Original article on Psychology Today (https://www.psychologytoday.com/blog/the-teenage-mind/201105/history-cannabis-in-ancient-china?destination=blog/the-teenage-mind/201105/history-cannabis-in-ancient-china)
…Shen-Nung (c.2700 B.C.), is known as the Father of Chinese Medicine. Because he was a good farmer and concerned about his suffering subjects, he looked to plants for cures. According to legend, Shen-Nung tried poisons and their antidotes on himself and then compiled the medical encyclopedia called, Pen Ts’ao. The Pen Ts’ao list hundreds of drugs derived from vegetable, animal and mineral sources. Among these drugs is the plant cannabis, “ma.”

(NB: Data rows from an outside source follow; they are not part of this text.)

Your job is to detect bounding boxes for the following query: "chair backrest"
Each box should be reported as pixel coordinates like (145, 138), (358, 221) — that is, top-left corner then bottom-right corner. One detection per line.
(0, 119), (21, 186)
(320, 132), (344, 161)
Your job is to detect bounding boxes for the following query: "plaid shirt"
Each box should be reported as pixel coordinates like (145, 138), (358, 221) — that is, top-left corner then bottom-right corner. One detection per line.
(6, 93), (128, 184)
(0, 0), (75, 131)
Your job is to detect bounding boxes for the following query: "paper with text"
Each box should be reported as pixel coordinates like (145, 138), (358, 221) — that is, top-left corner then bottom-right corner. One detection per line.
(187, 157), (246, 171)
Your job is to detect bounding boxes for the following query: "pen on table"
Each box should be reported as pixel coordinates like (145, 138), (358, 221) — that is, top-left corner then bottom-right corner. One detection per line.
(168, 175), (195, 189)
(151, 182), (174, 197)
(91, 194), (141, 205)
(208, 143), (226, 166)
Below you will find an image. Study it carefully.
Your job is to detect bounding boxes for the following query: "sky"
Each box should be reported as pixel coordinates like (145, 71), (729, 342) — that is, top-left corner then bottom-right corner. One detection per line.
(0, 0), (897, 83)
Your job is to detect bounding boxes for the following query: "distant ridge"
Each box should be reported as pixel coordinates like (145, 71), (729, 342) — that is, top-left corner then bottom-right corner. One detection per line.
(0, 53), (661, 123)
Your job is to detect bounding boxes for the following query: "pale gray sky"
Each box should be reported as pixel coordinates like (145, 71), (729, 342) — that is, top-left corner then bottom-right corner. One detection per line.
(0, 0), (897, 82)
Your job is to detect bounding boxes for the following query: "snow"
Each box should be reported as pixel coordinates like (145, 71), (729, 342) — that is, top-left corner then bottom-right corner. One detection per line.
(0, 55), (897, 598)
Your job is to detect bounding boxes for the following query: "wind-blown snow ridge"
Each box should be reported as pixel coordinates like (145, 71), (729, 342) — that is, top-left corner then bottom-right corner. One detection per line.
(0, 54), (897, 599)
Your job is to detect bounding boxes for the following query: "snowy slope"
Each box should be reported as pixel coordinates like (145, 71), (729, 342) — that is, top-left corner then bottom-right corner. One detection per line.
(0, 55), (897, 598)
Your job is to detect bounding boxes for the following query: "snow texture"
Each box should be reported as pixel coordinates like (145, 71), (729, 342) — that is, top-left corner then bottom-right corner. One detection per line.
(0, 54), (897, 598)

Ma was a unique drug because it was both feminine, or yin, and masculine, or yang. Yin represented the weak, passive, and negative female influence in nature while yang represented the strong, active, and positive male force.
When yin and yang were in balance, the body was in harmony and healthy. When yin and yang were out of balance, the body was in a state of disequilibrium and ill. Realizing that the female plant produced more medicine, the Chinese cultivated it instead of the male plant. Ma was used to treat absences of yin, such as: female weaknesses (menstruation), gout, rheumatism, malaria, beri-beri, constipation, and absentmindedness (Abel, 1980).
During the second century A.D., the Chinese surgeon, Hua T’o, began to use cannabis as an anesthesia. He combined cannabis resin with wine (ma-yo) and used it to reduce pain during surgery. He performed painful organ drafts, resectioning of the intestines, loin incisions, and chest incisions while the patient was anesthetized with ma-yo.
Cannabis was a mulitipurpose plant to the ancient Chinese. It has been cultivated and used for over 4000 years. It was used for war, writing, food, and medicine but there is very little mention of its psychoactive properties by the Chinese. It wasn’t until India came upon cannabis that it became a widespread religious and medicinal intoxicant.
Abel, E.L. (1980). Marijuana, The First Twelve Thousand Years. New York: Plenum Press.